Mai Netanyahu potrebbe accettare un diktat americano sulla zona; e tuttavia, niente è più gradito ad Abu Mazen, al quale certo non sarebbe venuta in mente come prima cosa di chiedere il freeze di Gilo. Ci sono voluti gli americani. Ora lo chiede come «precondizione indispensabile» per parlare con Bibi. E qui veniamo alle sue ragioni: un mese fa Abu Mazen ha indetto le elezioni per il 24 di gennaio, dato che il 25 scade il suo mandato di presidente. Lo fece, in quel momento, per cercare di recuperare terreno rispetto a Hamas che negava ogni accordo, sperando che il consenso internazionale per questa mossa democratica mettesse in difficoltà il nemico interno e portasse a spingere ancora di più Israele per concessioni. Ma da allora le cose non sono andate come voleva: anche l’altra sua mossa da leader moderato, ovvero quella di accettare, come chiedevano gli Usa, di rimandare la discussione all’Onu sul rapporto Goldstone che dichiara Israele criminale di guerra per le azioni di Gaza, è stata talmente attaccata da Hamas da costringerlo a ripiegare su toni esasperati e a spingere per la discussione che di fatto c’è stata. Abu Mazen si è accorto che la sua legittimazione come leader moderato era molto più difficile di una sua sconfitta anche elettorale ad opera di Hamas anche a Ramallah. Dunque, si è arrampicato sul ramo offertogli da Mitchell-Obama dicendo che lui di pace non parla finché non cessano tutte le costruzioni, anche a Gerusalemme; ha dichiarato che finché Hamas non ci sta è meglio spostare le elezioni. Lui resterà in carica, sembra, ancora circa un anno, e poi, secondo le sue dichiarazioni, non si ricandiderà. E alla fine ha fatto l’ultima mossa: minacciare di dichiarare unilateralmente lo Stato palestinese nei confini del 1967 chiedendo per questo una risoluzione dell’Onu. Grande confusione. Ciò significherebbe infatti non ottenere lo Stato ma innescare un clima di mobilitazione e violenza che salverebbe la sua leadership ma forse porterebbe a una nuova Intifada.

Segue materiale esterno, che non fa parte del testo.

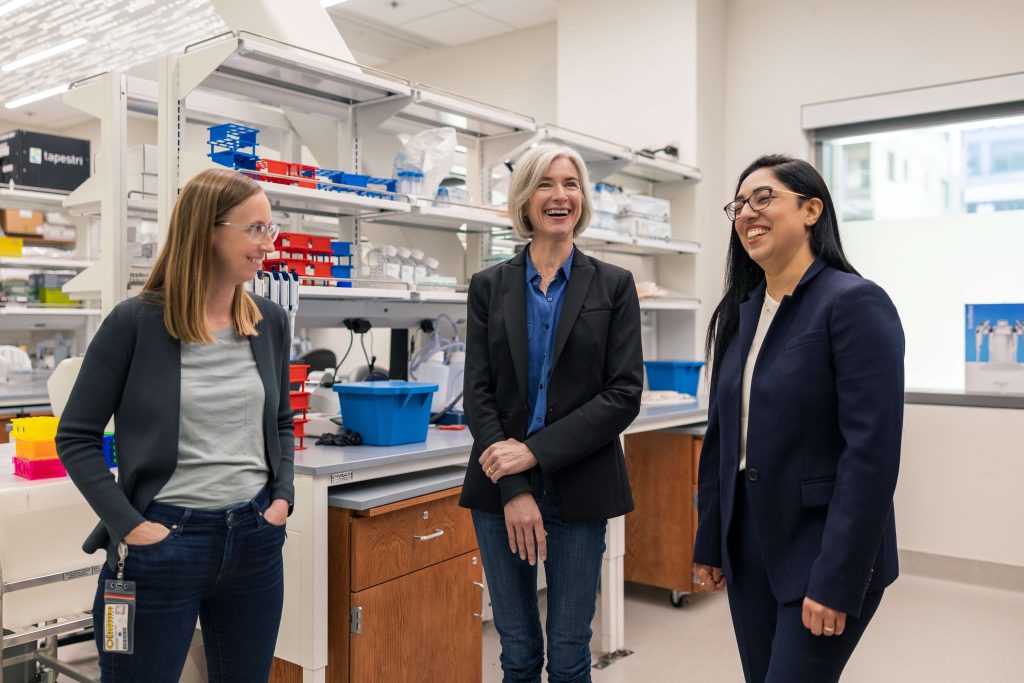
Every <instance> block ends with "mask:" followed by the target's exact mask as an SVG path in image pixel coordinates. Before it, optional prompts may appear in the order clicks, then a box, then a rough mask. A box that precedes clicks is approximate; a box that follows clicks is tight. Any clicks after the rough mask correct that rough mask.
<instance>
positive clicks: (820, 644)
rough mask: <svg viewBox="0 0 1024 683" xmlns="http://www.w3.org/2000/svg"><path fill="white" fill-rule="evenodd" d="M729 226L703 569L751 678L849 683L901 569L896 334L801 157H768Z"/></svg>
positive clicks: (715, 311) (706, 477)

Gli Usa e l’Ue hanno già dichiarato che l’idea non è buona, ma allo stesso tempo Abu Mazen sa bene che l’idea dei confini del ’67 non è affatto contenuta nella risoluzione 242, che parla di ritiro dai Territori contrattato e garantito. Portare all’Onu i confini del ’67 sarebbe un bel vantaggio per i palestinesi: una fuga in avanti rispetto a quel tavolo delle trattative che potrebbe costargli il posto per sempre.